Texas Attorney General warns school districts to cease 'unlawful electioneering'

Attorney General Ken Paxton today dispatched cease and desist letters to Brazosport, Holliday and Lewisville Independent School Districts regarding violations of the Texas Education Code for unlawful electioneering. These school districts used taxpayer resources to distribute messages to their staff and the public advocating for or against certain political candidates and measures.

“My office fully encourages Texas schools to educate their students on civic duties and assist them in registering to vote. But pushing faculty or others to vote for a particular person is a clear violation of the Texas Election and Education Codes.

“These school districts must understand that they are responsible, as all state agencies are, for refraining from spending public funds on advocating for or opposing political candidates. The electioneering of these school districts is unacceptable and a poor example of the civic responsibility, integrity, and honesty that Texas educators should model for our students," Paxton said. 

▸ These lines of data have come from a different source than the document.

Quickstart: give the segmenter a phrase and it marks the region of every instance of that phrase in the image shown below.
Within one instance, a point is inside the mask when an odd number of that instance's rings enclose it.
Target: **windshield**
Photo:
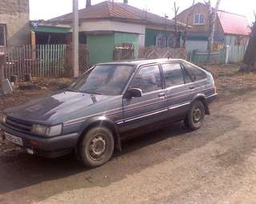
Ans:
[[[99,65],[85,73],[71,88],[92,94],[120,95],[134,66],[124,65]]]

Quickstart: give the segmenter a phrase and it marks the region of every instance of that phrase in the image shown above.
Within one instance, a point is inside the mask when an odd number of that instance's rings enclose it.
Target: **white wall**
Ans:
[[[80,26],[80,31],[117,31],[134,34],[145,34],[145,26],[134,23],[113,21],[83,22]]]
[[[188,51],[197,50],[200,52],[205,52],[207,50],[207,41],[186,41],[186,49]]]

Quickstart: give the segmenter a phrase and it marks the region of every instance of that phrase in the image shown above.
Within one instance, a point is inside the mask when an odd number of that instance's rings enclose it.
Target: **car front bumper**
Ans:
[[[79,136],[78,133],[73,133],[52,138],[38,137],[18,132],[1,123],[0,129],[2,132],[6,132],[22,138],[23,142],[23,146],[20,146],[22,149],[26,151],[32,150],[35,154],[49,158],[59,157],[69,153],[76,146]]]

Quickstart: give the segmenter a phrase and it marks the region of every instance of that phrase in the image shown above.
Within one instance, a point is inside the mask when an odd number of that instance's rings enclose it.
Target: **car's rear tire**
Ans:
[[[204,104],[199,100],[195,101],[184,120],[184,123],[187,128],[196,130],[201,127],[205,116],[205,108]]]
[[[115,146],[114,137],[105,127],[90,129],[79,144],[77,157],[83,166],[97,167],[111,159]]]

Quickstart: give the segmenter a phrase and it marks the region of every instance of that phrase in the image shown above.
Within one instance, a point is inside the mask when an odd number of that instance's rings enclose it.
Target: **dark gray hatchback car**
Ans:
[[[181,59],[99,64],[64,90],[6,110],[0,128],[29,154],[75,150],[82,164],[98,166],[122,141],[163,124],[200,128],[216,97],[212,75]]]

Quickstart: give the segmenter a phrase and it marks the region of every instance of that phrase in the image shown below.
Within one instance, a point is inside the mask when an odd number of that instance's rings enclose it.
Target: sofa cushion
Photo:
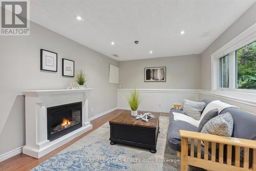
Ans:
[[[173,112],[182,113],[181,110],[172,109],[170,111],[169,127],[167,133],[168,142],[169,146],[173,149],[180,152],[181,138],[180,136],[179,130],[197,132],[197,127],[188,123],[174,120]]]
[[[203,129],[205,123],[206,123],[208,121],[209,121],[211,118],[214,118],[216,116],[219,115],[219,112],[217,109],[214,109],[213,110],[209,111],[207,114],[204,115],[204,117],[202,119],[198,126],[198,132],[199,133],[201,132],[201,131]]]
[[[174,120],[173,112],[182,113],[182,111],[172,109],[169,115],[169,123],[167,133],[167,141],[170,147],[177,152],[181,152],[181,138],[180,136],[179,130],[186,130],[189,131],[197,132],[197,127],[193,126],[189,123],[181,121]],[[188,153],[190,154],[190,139],[188,139]],[[195,141],[194,156],[197,156],[197,140]],[[201,148],[201,158],[203,158],[204,148]],[[209,157],[210,158],[210,153],[208,153]]]
[[[185,100],[183,106],[183,114],[199,120],[200,119],[201,114],[205,103],[203,102],[196,102]]]
[[[226,112],[229,113],[233,120],[232,137],[256,140],[256,115],[251,114],[241,110],[234,108],[227,108],[221,112],[220,115]],[[256,141],[255,141],[256,143]],[[234,154],[234,149],[232,150],[232,155]],[[233,156],[232,156],[233,157]],[[244,161],[243,148],[240,151],[241,163]],[[249,151],[249,163],[251,165],[252,161],[252,152]],[[240,165],[242,166],[242,165]]]
[[[205,103],[205,105],[204,106],[204,108],[203,110],[203,111],[202,112],[202,113],[203,113],[203,112],[204,111],[204,109],[205,109],[205,107],[208,105],[208,104],[209,104],[209,103],[210,103],[211,102],[212,102],[212,100],[209,100],[209,99],[203,99],[203,100],[202,100],[202,101],[204,102]]]
[[[227,112],[211,119],[203,127],[202,133],[210,134],[226,137],[231,137],[233,132],[233,119]],[[211,147],[209,143],[209,148]]]

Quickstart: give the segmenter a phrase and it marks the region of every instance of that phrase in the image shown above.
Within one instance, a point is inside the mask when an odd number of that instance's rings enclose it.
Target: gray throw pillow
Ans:
[[[183,110],[184,103],[185,102],[185,100],[186,100],[186,99],[183,99],[183,100],[182,100],[182,102],[181,103],[181,105],[180,106],[180,110]]]
[[[196,102],[185,100],[183,106],[183,114],[199,120],[205,103],[203,102]]]
[[[205,123],[206,123],[208,121],[210,120],[212,118],[219,115],[219,112],[217,109],[214,109],[213,110],[208,112],[207,114],[204,115],[204,117],[202,119],[199,123],[199,126],[198,126],[198,132],[199,133],[201,132],[201,131],[203,129]]]
[[[205,134],[231,137],[233,132],[233,121],[232,116],[228,112],[219,115],[211,118],[203,127],[201,132]],[[209,148],[211,148],[209,143]],[[218,148],[218,145],[217,148]]]

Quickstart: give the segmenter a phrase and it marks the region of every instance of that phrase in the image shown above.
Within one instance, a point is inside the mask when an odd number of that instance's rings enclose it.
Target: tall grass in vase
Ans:
[[[127,101],[132,110],[132,116],[138,115],[138,108],[140,104],[139,95],[136,89],[131,92],[131,96],[127,98]]]
[[[76,82],[77,82],[79,86],[84,88],[86,87],[86,85],[85,84],[86,82],[86,74],[81,70],[79,70],[75,76]]]

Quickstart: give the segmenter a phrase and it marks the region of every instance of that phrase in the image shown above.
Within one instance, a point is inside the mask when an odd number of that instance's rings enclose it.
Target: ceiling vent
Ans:
[[[117,55],[117,54],[112,54],[112,55],[115,57],[119,57],[119,56]]]

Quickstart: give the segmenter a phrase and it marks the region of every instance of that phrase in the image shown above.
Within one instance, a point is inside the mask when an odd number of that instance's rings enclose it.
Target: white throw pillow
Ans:
[[[196,102],[186,99],[184,103],[183,114],[199,120],[205,106],[205,103],[204,102]]]

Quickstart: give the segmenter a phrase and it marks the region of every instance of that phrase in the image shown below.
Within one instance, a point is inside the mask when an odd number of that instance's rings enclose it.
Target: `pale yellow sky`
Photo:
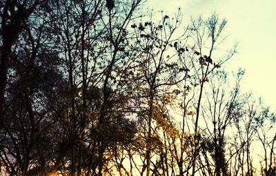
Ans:
[[[244,90],[276,109],[275,0],[148,0],[147,7],[168,14],[180,7],[187,21],[214,11],[226,18],[230,42],[239,43],[238,54],[226,67],[246,69]]]

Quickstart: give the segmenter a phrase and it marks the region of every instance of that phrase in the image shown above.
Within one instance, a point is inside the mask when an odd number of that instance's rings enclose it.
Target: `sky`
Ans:
[[[276,110],[276,0],[148,0],[146,7],[169,14],[181,8],[188,21],[214,12],[225,18],[230,42],[239,43],[226,67],[245,69],[243,91]]]

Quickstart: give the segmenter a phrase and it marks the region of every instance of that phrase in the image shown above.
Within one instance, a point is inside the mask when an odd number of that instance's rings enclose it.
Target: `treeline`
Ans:
[[[0,2],[3,175],[276,175],[275,116],[223,69],[226,21],[144,3]]]

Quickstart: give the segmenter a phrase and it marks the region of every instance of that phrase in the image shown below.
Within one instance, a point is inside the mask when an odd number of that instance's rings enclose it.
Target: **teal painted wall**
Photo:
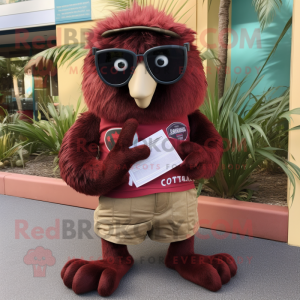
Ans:
[[[231,50],[231,82],[235,78],[241,81],[249,73],[243,91],[251,86],[259,68],[263,66],[284,26],[292,16],[293,0],[284,0],[283,3],[273,22],[263,32],[260,32],[252,0],[232,0],[233,35],[231,42],[236,45],[233,45]],[[250,39],[253,34],[257,37],[252,47],[251,43],[248,45],[246,42],[245,31]],[[290,86],[291,39],[290,29],[265,67],[262,73],[264,78],[255,88],[255,95],[263,94],[270,87]],[[276,95],[281,94],[284,90],[285,88],[280,88]]]

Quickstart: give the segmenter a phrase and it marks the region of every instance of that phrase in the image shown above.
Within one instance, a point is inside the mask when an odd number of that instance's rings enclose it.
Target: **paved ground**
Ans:
[[[92,228],[87,231],[90,239],[81,237],[78,231],[78,224],[92,227],[92,210],[3,195],[0,195],[0,207],[0,299],[100,298],[97,292],[77,296],[60,278],[60,270],[69,257],[96,259],[101,254],[100,239]],[[55,226],[56,219],[60,227],[58,239],[41,234]],[[66,220],[75,225],[76,236],[70,239],[63,236]],[[28,226],[26,238],[16,230],[23,225]],[[54,234],[55,231],[50,232]],[[211,293],[167,269],[161,260],[168,245],[146,239],[140,245],[129,247],[135,259],[134,267],[110,299],[300,299],[300,248],[256,238],[216,236],[210,230],[201,229],[196,238],[197,252],[228,252],[239,267],[237,275],[219,292]],[[28,250],[38,246],[50,249],[55,257],[55,264],[47,266],[45,277],[34,277],[33,266],[23,261]]]

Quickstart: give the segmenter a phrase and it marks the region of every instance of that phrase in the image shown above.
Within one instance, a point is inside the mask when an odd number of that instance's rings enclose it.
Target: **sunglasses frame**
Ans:
[[[182,49],[183,50],[183,53],[184,53],[184,66],[183,66],[183,69],[182,69],[182,72],[181,74],[179,75],[178,78],[176,78],[175,80],[172,80],[172,81],[168,81],[168,82],[165,82],[165,81],[161,81],[159,80],[158,78],[156,78],[153,73],[151,72],[149,66],[148,66],[148,60],[147,60],[147,56],[149,54],[150,51],[153,51],[153,50],[161,50],[161,49],[167,49],[167,48],[178,48],[178,49]],[[126,53],[129,53],[133,56],[133,71],[131,72],[130,76],[128,77],[128,79],[123,82],[123,83],[120,83],[120,84],[112,84],[112,83],[109,83],[108,81],[106,81],[104,79],[104,77],[102,76],[101,72],[100,72],[100,68],[99,68],[99,64],[98,64],[98,56],[101,54],[101,53],[105,53],[105,52],[110,52],[110,51],[115,51],[115,52],[126,52]],[[101,80],[109,85],[109,86],[112,86],[112,87],[121,87],[121,86],[124,86],[126,84],[128,84],[128,82],[130,81],[131,77],[133,76],[133,73],[134,73],[134,70],[137,66],[137,58],[139,56],[142,56],[144,58],[144,62],[145,62],[145,66],[146,66],[146,70],[148,71],[148,73],[150,74],[150,76],[157,82],[157,83],[160,83],[160,84],[173,84],[177,81],[179,81],[182,76],[184,75],[185,71],[186,71],[186,67],[187,67],[187,63],[188,63],[188,55],[187,55],[187,52],[190,51],[190,43],[184,43],[183,46],[178,46],[178,45],[164,45],[164,46],[157,46],[157,47],[153,47],[153,48],[150,48],[148,49],[144,54],[136,54],[135,52],[131,51],[131,50],[127,50],[127,49],[120,49],[120,48],[110,48],[110,49],[103,49],[103,50],[99,50],[97,49],[96,47],[93,47],[92,48],[92,53],[93,55],[95,56],[95,65],[96,65],[96,68],[97,68],[97,73],[99,75],[99,77],[101,78]]]

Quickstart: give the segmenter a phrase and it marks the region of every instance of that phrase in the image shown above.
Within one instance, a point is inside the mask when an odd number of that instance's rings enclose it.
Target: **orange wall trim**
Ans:
[[[98,197],[80,194],[63,180],[48,177],[0,172],[0,194],[89,209],[98,206]],[[231,232],[280,242],[288,240],[287,207],[200,196],[198,213],[200,226],[213,229],[216,238],[223,239]],[[214,230],[227,233],[219,235]]]

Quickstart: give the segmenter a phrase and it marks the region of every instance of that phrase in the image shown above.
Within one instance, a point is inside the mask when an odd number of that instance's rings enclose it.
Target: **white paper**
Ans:
[[[162,129],[130,148],[140,145],[147,145],[151,152],[148,158],[136,162],[129,170],[136,187],[169,172],[182,163],[182,159]]]

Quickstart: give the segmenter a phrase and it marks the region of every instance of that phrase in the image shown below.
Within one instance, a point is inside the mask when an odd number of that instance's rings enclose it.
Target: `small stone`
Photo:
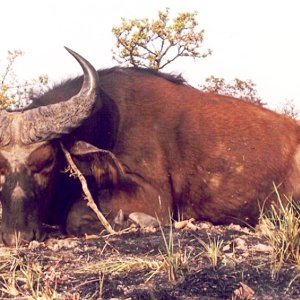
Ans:
[[[140,227],[158,227],[159,222],[156,218],[142,212],[133,212],[128,218]]]

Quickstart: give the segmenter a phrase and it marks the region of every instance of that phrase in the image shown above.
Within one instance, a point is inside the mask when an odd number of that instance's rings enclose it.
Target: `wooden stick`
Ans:
[[[64,152],[64,155],[66,157],[66,160],[71,168],[72,174],[80,180],[83,193],[85,195],[85,199],[87,200],[87,205],[94,211],[94,213],[97,215],[98,219],[100,220],[101,224],[104,226],[104,228],[110,233],[115,234],[116,232],[113,230],[113,228],[110,226],[104,215],[99,211],[92,194],[88,188],[87,182],[83,174],[80,172],[76,164],[74,163],[70,152],[65,148],[62,142],[60,142],[60,146],[62,151]]]

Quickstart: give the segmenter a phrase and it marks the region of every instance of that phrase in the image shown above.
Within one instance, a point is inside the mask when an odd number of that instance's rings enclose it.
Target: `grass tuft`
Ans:
[[[277,205],[271,205],[267,212],[261,211],[259,226],[272,247],[271,271],[276,278],[285,263],[300,267],[300,207],[274,189]]]

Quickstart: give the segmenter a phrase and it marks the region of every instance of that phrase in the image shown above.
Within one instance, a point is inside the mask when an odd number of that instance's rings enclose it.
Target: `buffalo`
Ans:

The letters include screenshots of the school district’s political messaging on social media, as well as campaign videos. In some cases, districts distributed partisan information on behalf of the school district as a government entity, using resources that belong to Texas taxpayers. For example, Brazoswood High School tweeted a photo of Brazosport Superintendent Dan Massey embracing a candidate and advocating for his election.

The Office of the Attorney General asked that all political messaging by the school districts be removed from public space, and requested a written reply by February 16, 2018.

Tensions have been simmering between public education advocates and certain conservatives for months, in part over a “culture of voting” resolution championed by a civic engagement group. That resolution, some conservatives have alleged, amounts to illegal electioneering by government entities. Education advocates counter that they are merely gearing up to vote en masse after 2017’s regular and special session of the Texas Legislature failed to resolve several key public education issues – and they insist that they have not run afoul of the law.